Ernst-Wilhelm Händler, geboren 1953, ist ein Sonderfall in der deutschsprachigen Literatur. Nicht deswegen, weil er Geschäftsführer eines mittelständischen Unternehmens ist, das Schaltschränke und Installationsverteiler herstellt, und so einer der wenigen Autoren von Rang ist, die nur in der Freizeit schreiben. Nein, ein Sonderfall ist Händler wegen der unglaublichen Konsequenz, mit der er seine "Lieblingsfrage" literarisch durchdekliniert. Ein Zyklus soll hier entstehen, dessen Obertitel "Grammatik der vollkommenen Klarheit" lautet - ein gigantomanisches Erzählprojekt, das in seinen einzelnen Teilen jeweils eine andere Sphäre der Wirklichkeit ausmißt und sich an Vorbildern der klassischen Moderne, an Broch oder Musil, mißt. Also: Ist vollkommene Klarheit ohne Kälte möglich? Und: Ist vollkommene Klarheit in der Literatur möglich?
Die Frage so zu stellen enthält eine kühne Voraussetzung - nämlich, daß die Literatur ein Widerpart gegen all das ist, was das Humane, das Menschliche, das Warme bedroht: den Markt, die Institutionen, die Entwertung des Individuums.
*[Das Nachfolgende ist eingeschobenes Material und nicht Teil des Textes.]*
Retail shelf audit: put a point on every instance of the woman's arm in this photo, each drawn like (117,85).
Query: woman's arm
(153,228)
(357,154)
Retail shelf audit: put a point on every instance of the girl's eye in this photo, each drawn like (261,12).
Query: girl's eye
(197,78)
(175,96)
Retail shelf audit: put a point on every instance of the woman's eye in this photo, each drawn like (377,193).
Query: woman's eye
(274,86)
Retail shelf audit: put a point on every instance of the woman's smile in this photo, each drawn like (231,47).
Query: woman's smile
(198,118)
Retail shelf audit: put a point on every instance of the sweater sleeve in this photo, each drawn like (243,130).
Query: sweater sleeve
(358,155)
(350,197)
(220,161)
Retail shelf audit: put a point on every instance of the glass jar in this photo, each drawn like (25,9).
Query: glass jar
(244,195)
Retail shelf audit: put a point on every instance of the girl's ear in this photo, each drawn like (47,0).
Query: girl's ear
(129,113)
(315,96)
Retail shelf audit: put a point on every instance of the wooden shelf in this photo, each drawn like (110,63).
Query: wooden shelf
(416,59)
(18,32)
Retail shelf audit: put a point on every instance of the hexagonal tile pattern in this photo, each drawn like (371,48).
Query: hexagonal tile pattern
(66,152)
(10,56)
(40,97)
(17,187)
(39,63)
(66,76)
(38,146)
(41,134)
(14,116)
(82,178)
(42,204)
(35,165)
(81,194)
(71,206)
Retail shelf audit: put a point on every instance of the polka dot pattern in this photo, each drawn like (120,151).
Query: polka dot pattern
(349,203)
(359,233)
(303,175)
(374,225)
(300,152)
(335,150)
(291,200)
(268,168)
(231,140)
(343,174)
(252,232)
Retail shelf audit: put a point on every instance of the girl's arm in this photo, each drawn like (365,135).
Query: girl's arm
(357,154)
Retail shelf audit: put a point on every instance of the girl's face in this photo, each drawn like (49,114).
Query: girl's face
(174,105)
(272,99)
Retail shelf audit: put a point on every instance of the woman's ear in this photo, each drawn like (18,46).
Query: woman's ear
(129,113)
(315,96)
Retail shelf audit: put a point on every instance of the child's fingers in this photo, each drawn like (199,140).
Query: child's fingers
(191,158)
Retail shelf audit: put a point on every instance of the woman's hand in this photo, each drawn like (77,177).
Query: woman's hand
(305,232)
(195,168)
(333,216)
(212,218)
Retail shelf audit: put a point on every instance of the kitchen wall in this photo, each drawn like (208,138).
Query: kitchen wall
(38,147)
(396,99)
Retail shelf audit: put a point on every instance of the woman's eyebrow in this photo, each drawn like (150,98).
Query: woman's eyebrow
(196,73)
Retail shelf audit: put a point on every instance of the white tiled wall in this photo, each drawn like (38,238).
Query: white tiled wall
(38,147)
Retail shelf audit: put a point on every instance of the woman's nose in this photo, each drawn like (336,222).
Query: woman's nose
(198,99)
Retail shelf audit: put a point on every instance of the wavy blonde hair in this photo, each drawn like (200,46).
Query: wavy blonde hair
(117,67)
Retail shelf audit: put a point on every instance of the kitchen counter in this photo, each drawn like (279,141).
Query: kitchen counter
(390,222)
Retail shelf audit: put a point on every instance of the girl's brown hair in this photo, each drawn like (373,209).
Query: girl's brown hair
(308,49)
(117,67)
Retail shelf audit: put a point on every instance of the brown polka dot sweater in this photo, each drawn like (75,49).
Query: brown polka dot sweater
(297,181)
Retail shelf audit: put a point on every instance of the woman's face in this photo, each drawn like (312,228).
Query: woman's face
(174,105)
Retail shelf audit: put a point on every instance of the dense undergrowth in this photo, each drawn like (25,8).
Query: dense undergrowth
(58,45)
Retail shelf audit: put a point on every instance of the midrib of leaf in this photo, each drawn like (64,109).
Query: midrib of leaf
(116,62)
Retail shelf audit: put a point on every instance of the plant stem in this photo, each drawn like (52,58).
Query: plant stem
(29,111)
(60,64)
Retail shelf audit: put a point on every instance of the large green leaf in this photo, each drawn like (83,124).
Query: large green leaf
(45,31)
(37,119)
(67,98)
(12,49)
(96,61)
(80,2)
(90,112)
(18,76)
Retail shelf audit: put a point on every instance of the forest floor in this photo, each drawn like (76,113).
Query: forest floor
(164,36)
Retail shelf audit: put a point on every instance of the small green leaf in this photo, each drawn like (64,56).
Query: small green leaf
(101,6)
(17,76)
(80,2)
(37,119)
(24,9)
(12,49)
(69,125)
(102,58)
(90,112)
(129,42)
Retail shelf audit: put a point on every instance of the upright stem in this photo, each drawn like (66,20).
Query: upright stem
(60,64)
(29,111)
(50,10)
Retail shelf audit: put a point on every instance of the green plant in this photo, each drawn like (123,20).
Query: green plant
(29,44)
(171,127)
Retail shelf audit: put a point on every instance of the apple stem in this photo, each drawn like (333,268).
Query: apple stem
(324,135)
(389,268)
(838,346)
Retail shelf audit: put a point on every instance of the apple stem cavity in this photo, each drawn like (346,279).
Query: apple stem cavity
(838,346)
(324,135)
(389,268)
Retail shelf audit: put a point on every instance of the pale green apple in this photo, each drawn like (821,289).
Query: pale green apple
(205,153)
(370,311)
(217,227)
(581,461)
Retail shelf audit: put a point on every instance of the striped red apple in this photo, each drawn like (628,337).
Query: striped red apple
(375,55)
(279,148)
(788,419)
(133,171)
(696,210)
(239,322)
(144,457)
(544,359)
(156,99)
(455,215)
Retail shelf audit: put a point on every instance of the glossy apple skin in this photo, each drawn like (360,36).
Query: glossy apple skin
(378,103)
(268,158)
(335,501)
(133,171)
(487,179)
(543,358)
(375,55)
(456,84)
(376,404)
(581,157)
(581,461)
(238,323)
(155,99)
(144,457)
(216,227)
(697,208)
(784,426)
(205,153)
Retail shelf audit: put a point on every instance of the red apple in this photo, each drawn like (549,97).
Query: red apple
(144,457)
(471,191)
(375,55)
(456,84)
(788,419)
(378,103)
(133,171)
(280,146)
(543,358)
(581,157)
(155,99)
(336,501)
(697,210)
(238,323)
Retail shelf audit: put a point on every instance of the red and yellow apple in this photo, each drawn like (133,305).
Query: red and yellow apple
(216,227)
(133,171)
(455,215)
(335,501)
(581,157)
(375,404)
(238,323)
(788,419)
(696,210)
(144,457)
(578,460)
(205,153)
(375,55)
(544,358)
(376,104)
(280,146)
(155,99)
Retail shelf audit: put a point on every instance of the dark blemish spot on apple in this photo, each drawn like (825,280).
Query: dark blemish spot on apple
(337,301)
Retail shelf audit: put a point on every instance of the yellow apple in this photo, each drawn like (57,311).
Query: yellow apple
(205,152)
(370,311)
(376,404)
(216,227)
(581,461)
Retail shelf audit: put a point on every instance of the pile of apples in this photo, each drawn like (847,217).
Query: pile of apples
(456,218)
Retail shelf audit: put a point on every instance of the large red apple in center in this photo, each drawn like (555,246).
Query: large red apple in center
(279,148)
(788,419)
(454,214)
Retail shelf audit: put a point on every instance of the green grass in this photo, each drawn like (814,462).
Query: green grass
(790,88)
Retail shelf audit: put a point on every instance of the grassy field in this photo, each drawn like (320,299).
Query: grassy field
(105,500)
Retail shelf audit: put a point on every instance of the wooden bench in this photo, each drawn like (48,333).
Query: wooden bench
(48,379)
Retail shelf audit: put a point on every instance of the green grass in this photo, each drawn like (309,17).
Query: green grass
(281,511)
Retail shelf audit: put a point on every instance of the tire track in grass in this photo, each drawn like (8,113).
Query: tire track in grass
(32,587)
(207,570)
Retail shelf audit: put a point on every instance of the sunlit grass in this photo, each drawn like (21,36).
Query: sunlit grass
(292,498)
Besonders Händlers zweiter Roman "Fall" von 1997 legt eine solche Entgegensetzung nahe. "Fall" erzählt einerseits vom Machtkampf in einem Familienunternehmen, bei dem Georg Voigtländer aus der Firma gedrängt wird. Zugleich aber flüchtet sich Georg zunehmend in die Parallelwelt der Literatur. Er verkehrt mit Figuren aus Werken Bernhards, Paul Wührs und Gert Hofmanns und erfindet sich eine völlig neue Biographie. Dort also die kalte, von juristischen Winkelzügen und ökonomischem Scheuklappendenken bestimmte Firmenwelt, hier die helle, meistens auf römischen Piazzen auf und ab flanierende Geisteswelt der Literatur. Poesie als Flucht vor dem Geschäftsbericht, der Prosa der Verhältnisse. Hier die Vielflieger der corporate world, dort die Schwingen der Einbildungskraft.
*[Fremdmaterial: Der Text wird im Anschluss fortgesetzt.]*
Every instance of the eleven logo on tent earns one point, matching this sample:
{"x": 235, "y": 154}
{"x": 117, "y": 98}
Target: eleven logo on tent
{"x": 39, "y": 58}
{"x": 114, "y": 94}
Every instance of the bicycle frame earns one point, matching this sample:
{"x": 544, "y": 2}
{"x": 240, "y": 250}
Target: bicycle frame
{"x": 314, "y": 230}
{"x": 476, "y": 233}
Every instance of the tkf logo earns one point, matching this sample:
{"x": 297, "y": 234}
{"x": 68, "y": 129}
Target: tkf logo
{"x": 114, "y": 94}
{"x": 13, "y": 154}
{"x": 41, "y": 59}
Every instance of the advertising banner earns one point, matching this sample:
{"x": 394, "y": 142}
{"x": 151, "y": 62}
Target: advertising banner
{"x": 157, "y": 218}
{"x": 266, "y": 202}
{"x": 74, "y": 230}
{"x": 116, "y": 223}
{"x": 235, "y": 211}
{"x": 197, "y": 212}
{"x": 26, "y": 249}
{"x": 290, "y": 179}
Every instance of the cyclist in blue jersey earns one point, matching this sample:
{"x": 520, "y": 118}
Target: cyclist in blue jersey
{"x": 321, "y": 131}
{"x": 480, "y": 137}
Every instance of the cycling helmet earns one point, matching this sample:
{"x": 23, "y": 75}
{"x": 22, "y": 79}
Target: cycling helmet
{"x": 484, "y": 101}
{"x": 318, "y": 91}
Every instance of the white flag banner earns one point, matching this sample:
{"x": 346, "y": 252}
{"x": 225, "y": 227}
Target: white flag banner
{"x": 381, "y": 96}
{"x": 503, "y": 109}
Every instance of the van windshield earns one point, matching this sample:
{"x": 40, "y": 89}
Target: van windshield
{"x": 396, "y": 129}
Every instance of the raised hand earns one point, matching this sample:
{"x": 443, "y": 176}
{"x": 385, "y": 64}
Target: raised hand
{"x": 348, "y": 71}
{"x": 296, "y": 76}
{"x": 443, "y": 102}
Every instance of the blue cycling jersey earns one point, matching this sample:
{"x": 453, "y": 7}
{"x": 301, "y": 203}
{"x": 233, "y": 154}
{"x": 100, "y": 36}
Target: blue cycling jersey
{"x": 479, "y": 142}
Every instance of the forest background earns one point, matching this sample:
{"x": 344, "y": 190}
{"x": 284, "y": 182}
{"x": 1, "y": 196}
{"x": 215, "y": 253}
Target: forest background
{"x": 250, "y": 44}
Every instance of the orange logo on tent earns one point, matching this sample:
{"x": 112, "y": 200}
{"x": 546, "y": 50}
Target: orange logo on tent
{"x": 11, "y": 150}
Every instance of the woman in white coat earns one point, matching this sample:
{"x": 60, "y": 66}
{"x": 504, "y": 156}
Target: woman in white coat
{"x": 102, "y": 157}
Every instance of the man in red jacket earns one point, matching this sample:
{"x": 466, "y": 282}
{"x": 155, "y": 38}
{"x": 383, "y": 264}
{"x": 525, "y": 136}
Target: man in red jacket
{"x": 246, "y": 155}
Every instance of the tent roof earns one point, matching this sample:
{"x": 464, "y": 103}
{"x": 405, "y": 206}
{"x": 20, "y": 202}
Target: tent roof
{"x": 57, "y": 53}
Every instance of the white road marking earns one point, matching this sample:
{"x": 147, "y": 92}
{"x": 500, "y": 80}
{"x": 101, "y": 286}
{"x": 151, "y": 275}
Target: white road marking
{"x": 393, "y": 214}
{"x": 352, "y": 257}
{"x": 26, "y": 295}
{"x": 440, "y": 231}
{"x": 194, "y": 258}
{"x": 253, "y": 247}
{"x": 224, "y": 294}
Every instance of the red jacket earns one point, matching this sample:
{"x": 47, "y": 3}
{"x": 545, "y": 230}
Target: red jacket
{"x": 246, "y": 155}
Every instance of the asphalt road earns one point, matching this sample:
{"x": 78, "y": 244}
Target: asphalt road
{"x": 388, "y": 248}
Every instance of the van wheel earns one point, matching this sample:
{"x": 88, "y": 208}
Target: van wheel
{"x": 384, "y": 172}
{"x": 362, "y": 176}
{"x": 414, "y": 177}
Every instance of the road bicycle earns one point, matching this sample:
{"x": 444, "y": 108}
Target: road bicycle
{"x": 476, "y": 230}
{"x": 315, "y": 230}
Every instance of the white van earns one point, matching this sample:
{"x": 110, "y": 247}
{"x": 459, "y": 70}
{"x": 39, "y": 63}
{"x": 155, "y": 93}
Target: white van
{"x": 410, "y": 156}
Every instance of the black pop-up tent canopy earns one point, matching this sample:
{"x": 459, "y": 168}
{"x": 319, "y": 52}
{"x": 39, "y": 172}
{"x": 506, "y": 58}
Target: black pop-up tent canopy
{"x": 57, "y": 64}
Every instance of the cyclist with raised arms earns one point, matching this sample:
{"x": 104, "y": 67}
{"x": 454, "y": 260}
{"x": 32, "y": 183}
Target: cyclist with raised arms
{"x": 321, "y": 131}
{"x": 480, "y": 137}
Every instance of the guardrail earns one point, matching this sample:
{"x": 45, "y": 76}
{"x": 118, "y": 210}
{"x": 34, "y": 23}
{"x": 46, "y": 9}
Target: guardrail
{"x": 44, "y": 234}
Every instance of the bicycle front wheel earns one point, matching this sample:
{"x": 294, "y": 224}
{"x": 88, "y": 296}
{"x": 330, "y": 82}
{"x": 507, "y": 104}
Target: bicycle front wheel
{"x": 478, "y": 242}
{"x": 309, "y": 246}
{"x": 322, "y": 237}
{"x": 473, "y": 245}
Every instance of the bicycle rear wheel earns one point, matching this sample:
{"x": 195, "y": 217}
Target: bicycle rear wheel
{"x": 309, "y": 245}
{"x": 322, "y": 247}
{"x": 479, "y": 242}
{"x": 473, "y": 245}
Man muß so weit ausholen, um den neuen Roman Händlers zu verstehen oder jedenfalls, und das ist schon schwierig genug, um ihn nicht mißzuverstehen. Denn "Die Frau des Schriftstellers" ist eine Korrektur an der geläufigen Entgegensetzung von Markt und Poesie, Ökonomie und Literatur, letztlich: Realität und Fiktion. "Ich weiß jetzt, die Wahrheit eines späteren Buches ist nur dann eine Wahrheit, wenn sie die Wahrheit eines früheren Buches unwahr macht", sagt "der Schriftsteller" (das Alter ego des Geschäftsmanns Georg Voigtländer) im "Fall". "Der Schriftsteller" eben ist, nimmt man den Titel ernst, der sonst anonym bleibende Ich-Erzähler des neuen Buchs. Und dessen Wahrheit lautet: Auch und vielleicht gerade in der Literatur herrschen Betriebstemperaturen nahe dem Gefrierpunkt.
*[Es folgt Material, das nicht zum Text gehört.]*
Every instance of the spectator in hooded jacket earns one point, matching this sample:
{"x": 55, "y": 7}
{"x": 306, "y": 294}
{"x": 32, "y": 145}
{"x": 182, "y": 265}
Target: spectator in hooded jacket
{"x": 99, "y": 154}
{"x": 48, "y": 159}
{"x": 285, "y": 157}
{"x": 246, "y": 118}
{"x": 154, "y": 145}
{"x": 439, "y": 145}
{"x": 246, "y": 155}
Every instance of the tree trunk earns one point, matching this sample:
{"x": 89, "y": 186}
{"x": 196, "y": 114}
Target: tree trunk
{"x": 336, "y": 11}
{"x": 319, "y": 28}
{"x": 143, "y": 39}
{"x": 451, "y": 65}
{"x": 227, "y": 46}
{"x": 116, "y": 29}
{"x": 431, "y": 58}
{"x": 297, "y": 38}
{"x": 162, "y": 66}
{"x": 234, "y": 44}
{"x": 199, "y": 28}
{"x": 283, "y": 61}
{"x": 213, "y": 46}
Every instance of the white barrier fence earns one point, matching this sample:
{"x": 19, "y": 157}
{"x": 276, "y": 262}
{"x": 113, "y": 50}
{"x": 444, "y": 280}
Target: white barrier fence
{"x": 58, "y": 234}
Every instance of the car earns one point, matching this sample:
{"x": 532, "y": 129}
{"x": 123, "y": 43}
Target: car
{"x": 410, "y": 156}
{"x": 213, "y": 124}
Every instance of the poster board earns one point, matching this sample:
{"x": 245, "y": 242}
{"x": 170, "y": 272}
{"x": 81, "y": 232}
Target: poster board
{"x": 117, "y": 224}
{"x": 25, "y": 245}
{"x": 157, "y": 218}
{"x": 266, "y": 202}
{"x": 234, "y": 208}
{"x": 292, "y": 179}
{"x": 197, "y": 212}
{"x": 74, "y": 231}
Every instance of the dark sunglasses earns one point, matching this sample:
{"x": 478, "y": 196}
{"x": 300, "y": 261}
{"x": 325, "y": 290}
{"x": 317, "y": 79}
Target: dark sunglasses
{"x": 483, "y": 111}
Dem Erzähler, mit seinen Romanen mäßig erfolgreich, wird eines Tages über den Edel-Literaturagenten La Trémoïlle ein Angebot des charismatischen Verlegergiganten Guggeis vermittelt. Es stellt sich heraus, daß der Umworbene eigentlich zu einem anderen Zweck geködert wurde: Er soll das unvollendete Manuskript des Guggeis-Erfolgsautors und Literaturstars Pototsching fertigschreiben. Als der ihm im Hotel daraus vorliest, muß der Schriftsteller erkennen, daß dieses Buch die minutiös recherchierte Geschichte seiner, also des Schriftstellers, Kindheit im österreichischen St. Pankraz erzählt - eine Autobiographie aus fremder Hand sozusagen, die das uneingeweihte Objekt dieser dreisten Aneignung selbst fertigschreiben soll: "Das Schlimmste, was mir passieren konnte, war passiert: Ein anderer hatte genau das Buch geschrieben, das ich schreiben wollte. Ein anderer hatte mir meine Kindheit geraubt. Ein anderer hatte mein Buch geschrieben." Fortan streiten zwei Autoren erbittert um die Deutungshoheit über eine Lebensgeschichte. Ihre Rivalität wird zusätzlich verkompliziert durch beider Verhältnis zu einer Schriftstellerin namens Laura Turner, die Pototschings Geliebte war und nun dessen Rivalen verführt.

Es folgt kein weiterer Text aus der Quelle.